Com esse objetivo, mais de 50 trilhas mundo afora foram visitadas por pessoas envolvidas com a implantação da Rede Brasileira de Trilhas. Para citar apenas algumas visitas técnicas, foram realizadas viagens de aprendizado à North Country Trail, Pacific Crest Trail, Appalachian Trail, Buckeye Trail, Florida Trail, Arizona Trail, John Muir Trail, San Francisco Bay Area Ridge Trail e Tahoe Rim Trail (Estados Unidos), Sendero de Chile (Chile); Huella Andina (Argentina); Trilha Inca e Trilha Salcantay (Peru), Waitukubili Trail (Dominica); International Appalachian Trail, Bruce Trail, la Grande Traversée e PanAm Path (Canadá); Hoerikwaggo Trail, Tsitsikama Trail, Otter Trail e Whale Trail (África do Sul); Turaco Trail (Zimbábue); GRR1 e GRR2 (Reunião); GR (Mayote); Israel Trail (Israel); Lebanon Mountain Trail (Líbano), Besparmak trail (Chipre); Rota Vicentina e GR da Serra da Estrela (Portugal); GR 13 (França), West Highland Way (Escócia); Wicklow Way(Irlanda); Pennine Way e Hadrian Wall (Inglaterra), Taff Trail (Gales); Via Alpina (Eslovênia); Trilha Peaks of Balkans (Albânia e Montenegro); Laugavegur Trail (Islândia); Trilhas Europeias E2, E3, E4, e E9; Great Baikal Trail (Rússia asiática); Jeju Ollé Trail (Coreia); Overland Track, Great North Walk, Habour to Hawksville Trail, Larapinta Trail, Heysen Trail, Cape to Cape Trail, Myalls to Tops, Fraser Island Great Walk, Australian Alps Walking Track e Bibbulmun Track (Austrália).
Graças a essas viagens e troca de informações, grande cabedal de conhecimento internacional foi acumulado e, por isso, a Rede Brasileira de Trilhas é hoje o que há de conceitualmente mais avançado no mundo quando assunto é caminhadas delongo curso.

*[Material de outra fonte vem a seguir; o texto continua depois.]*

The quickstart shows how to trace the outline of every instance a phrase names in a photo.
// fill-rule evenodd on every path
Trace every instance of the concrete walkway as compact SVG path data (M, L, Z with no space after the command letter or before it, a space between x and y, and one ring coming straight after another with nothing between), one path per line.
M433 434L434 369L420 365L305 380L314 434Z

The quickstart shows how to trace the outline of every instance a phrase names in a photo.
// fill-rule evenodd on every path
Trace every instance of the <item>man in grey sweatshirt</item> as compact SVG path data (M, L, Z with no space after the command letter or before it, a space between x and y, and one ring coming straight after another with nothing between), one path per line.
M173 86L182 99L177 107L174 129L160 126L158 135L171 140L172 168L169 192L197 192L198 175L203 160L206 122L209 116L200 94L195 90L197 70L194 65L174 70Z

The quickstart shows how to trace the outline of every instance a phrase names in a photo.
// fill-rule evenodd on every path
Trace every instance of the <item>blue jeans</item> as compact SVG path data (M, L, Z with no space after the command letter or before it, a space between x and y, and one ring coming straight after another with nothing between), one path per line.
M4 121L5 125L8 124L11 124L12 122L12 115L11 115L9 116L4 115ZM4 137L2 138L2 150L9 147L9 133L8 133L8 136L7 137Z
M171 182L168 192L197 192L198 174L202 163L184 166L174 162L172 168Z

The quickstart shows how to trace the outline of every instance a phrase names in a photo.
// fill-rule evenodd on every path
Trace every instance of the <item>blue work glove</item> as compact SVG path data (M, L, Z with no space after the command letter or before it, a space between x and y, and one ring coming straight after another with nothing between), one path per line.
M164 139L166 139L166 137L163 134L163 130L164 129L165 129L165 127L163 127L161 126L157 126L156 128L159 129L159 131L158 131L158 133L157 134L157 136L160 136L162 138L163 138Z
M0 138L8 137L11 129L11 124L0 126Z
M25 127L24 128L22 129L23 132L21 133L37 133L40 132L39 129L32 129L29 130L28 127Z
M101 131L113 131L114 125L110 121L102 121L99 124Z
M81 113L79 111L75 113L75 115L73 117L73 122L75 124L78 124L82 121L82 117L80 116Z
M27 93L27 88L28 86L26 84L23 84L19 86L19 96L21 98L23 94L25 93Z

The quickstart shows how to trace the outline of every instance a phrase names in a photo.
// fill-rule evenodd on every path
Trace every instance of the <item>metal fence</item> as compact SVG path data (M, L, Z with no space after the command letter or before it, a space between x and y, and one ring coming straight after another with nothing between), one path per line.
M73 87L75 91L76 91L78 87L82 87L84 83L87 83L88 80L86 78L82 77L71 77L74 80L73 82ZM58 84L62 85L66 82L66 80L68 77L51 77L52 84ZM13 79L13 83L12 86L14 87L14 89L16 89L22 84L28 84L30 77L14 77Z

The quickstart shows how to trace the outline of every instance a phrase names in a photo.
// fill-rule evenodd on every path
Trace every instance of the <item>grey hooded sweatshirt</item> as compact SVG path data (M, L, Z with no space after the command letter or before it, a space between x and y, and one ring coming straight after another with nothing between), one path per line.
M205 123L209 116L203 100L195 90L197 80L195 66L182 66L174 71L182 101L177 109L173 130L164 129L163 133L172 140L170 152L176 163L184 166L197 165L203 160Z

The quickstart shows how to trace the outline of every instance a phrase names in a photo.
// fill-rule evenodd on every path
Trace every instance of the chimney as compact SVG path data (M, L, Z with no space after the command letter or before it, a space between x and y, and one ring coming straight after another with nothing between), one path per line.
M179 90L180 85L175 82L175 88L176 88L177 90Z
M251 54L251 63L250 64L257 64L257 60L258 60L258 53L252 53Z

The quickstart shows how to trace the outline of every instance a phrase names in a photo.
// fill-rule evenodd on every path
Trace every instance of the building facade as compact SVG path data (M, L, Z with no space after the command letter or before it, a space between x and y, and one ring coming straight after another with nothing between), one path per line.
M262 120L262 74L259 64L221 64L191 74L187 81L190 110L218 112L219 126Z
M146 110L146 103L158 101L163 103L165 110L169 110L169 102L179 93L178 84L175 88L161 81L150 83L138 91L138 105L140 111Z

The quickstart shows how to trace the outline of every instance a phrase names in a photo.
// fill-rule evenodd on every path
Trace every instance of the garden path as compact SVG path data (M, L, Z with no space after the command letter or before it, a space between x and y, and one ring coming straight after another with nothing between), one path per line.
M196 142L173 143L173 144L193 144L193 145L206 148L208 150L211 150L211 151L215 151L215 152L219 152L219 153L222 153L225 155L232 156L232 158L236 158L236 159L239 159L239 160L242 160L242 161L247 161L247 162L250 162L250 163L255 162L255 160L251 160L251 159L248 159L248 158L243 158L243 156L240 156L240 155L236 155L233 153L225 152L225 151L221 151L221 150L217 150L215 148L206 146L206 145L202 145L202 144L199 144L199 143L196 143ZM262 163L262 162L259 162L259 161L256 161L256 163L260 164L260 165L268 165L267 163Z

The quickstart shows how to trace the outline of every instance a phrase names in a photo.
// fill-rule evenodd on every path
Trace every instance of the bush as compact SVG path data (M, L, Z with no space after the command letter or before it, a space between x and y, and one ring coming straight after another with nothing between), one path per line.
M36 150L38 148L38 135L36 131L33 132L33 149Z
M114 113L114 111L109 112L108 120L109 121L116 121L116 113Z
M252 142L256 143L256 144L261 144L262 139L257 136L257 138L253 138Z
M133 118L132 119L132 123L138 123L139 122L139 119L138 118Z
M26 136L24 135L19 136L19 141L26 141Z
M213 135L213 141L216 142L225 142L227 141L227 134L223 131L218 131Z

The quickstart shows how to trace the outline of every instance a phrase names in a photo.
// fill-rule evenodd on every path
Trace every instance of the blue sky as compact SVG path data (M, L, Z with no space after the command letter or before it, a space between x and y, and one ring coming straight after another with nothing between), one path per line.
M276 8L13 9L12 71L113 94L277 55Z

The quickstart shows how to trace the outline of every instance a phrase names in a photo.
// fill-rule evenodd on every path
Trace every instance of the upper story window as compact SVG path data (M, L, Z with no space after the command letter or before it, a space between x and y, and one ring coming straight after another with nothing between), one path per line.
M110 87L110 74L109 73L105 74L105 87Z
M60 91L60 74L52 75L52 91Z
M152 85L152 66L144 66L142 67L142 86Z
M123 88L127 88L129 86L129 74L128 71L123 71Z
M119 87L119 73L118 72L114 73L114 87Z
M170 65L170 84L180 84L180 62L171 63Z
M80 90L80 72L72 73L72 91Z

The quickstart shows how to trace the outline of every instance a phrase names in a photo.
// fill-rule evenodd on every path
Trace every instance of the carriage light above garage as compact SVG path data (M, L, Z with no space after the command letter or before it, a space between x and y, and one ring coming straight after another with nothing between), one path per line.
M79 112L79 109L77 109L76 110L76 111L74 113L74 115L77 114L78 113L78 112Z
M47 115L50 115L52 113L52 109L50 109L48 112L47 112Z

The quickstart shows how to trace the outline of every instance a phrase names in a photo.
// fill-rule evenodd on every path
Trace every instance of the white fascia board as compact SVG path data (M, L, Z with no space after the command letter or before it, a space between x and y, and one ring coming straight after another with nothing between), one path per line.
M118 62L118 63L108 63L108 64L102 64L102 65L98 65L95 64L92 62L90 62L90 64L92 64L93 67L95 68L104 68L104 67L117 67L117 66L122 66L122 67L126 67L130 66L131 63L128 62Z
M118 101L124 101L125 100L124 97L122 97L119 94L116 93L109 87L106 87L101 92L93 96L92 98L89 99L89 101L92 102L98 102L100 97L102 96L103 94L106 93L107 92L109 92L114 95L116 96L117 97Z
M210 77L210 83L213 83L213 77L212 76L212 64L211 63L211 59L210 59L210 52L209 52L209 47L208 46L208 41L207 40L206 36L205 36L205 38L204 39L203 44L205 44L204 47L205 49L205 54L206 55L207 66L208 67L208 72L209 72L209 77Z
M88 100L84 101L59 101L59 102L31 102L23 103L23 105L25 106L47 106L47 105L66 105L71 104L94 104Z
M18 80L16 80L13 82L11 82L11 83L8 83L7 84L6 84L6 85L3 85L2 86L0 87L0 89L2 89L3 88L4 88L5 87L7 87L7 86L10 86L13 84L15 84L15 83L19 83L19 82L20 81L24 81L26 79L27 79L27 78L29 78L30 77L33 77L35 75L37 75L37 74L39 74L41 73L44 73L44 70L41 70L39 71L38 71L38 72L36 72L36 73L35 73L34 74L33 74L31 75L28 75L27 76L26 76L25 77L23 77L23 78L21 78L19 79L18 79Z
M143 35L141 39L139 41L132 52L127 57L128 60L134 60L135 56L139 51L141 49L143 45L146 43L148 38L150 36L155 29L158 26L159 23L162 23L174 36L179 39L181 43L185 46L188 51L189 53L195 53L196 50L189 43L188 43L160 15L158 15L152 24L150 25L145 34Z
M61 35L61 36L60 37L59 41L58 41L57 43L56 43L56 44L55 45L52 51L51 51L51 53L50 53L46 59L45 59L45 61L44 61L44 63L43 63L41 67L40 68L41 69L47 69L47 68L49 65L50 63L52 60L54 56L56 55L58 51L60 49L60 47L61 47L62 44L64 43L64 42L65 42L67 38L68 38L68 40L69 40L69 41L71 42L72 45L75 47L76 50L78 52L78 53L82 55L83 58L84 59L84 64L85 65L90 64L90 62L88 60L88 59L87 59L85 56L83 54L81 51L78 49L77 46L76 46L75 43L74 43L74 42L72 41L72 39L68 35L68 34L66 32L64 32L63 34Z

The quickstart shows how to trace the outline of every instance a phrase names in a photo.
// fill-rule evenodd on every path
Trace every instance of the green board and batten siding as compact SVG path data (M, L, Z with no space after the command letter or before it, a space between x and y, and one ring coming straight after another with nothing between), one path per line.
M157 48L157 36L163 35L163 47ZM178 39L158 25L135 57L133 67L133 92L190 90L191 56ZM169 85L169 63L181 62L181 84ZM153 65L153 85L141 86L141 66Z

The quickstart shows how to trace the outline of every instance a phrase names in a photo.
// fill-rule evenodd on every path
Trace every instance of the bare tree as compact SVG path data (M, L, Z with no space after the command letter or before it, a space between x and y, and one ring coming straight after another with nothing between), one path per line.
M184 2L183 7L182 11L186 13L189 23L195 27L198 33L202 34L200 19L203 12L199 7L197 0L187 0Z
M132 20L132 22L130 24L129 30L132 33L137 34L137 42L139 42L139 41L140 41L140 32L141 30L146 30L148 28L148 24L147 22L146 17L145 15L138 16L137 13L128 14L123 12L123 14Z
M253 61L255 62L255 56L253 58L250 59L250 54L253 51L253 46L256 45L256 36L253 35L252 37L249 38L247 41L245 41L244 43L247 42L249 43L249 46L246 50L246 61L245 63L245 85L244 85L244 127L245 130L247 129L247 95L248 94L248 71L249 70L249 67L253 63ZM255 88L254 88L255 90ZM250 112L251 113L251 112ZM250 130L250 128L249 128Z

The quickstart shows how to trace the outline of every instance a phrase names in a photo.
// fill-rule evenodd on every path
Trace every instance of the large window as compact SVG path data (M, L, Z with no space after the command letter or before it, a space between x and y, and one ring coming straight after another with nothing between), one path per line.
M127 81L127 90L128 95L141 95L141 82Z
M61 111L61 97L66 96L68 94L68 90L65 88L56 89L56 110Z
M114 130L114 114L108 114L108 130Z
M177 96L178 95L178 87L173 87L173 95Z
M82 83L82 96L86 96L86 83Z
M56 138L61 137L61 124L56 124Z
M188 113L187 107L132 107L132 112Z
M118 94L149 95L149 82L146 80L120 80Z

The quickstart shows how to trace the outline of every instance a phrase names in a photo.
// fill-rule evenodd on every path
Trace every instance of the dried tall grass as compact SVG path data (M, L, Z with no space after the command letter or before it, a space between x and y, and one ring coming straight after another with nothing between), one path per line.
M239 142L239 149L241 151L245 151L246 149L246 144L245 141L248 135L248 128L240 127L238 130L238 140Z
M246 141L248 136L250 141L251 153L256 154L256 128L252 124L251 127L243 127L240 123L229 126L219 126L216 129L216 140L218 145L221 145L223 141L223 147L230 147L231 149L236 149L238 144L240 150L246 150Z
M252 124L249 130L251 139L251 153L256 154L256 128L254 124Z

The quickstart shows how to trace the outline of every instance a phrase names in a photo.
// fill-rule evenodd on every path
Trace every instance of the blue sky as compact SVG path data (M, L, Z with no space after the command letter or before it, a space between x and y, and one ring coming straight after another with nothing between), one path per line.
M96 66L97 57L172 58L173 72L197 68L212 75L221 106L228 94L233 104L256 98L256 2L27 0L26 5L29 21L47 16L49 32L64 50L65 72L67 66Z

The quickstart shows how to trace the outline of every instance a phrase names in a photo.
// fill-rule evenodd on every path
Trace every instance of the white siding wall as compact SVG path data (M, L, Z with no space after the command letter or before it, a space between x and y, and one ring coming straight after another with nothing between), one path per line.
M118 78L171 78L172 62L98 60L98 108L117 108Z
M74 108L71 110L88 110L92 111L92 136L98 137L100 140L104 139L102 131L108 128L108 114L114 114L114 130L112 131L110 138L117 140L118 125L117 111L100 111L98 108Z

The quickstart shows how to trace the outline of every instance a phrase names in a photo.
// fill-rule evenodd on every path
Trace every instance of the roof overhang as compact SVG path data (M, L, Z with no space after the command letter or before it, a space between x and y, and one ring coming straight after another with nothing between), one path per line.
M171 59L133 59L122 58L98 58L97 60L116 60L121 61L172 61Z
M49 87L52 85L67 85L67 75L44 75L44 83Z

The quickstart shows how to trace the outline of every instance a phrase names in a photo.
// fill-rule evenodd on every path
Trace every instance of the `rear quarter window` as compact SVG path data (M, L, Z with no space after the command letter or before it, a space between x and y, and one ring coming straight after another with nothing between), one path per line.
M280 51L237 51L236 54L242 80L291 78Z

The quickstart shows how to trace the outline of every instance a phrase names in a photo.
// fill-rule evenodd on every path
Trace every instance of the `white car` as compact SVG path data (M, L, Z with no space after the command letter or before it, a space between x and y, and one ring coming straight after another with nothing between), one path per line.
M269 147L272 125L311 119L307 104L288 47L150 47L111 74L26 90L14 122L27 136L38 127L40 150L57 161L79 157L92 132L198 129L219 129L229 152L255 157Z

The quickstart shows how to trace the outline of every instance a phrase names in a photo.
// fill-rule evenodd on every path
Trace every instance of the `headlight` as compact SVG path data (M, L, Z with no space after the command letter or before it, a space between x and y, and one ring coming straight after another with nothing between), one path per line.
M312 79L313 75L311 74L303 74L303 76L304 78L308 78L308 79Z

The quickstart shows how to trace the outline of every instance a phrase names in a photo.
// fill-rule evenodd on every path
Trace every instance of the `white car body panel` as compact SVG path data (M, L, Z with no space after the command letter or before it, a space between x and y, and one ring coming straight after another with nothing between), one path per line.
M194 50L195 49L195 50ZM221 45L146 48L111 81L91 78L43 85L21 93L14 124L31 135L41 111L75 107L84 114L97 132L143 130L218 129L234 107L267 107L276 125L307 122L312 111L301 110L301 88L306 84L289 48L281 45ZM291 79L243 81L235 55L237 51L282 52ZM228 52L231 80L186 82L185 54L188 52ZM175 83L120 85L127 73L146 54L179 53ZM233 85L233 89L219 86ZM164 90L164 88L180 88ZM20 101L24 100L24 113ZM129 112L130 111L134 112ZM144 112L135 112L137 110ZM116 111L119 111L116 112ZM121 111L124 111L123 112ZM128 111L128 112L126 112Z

Para exemplificar alguns dos aprendizados, dos Estados Unidos aproveitamos as técnicas de mobilização cidadã, trazendo a sociedade civil organizada para sinalizar, manejar e administrar em conjunto com entidades de governo as trilhas brasileiras. Também dos EUA, mais precisamente do National Trails Act, tiramos as bases para criar a institucionalização legal da REDE, bem como de sua estrutura de governança.
A África do Sul e seu National Hiking Way System, nos inspiraram com uso das pegadas como método de sinalização que empresta à demarcação dos caminhos um toque regional.
Da Europa, aprendemos as estratégias de geração de emprego e renda por meio do pertencimento regional. Graças aos europeus, as trilhas da REDE sempre podem ser caminhadas em no máximo trinta dias, ou seja, cabem em um perídio de férias. A essas trilhas damos o nome de trilhas de longo curso regionais. A exemplo da Trilha Oiapoque x Chuí, também teremos, trilhas nacionais parecidas com a Appalachian Trail e a Pacific Crest Trail, com mais de 3.000 quilômetros de extensão. A diferença é que essas trilhas serão o resultado da soma de várias trilhas regionais sucessivas, que, entretanto, sempre seguem o mesmo padrão de sinalização.
Nesse sentido, Estados Unidos e Europa estão hoje tentando padronizar suas respectivas sinalizações para evitar a poluição visual de várias sinalizações na mesma trilha. A Rede Brasileira de Trilhas não vai repetir o erro dos outros. Ela já nasceu com uma sinalização padronizada que já está até oficializada por manual do ICMBio.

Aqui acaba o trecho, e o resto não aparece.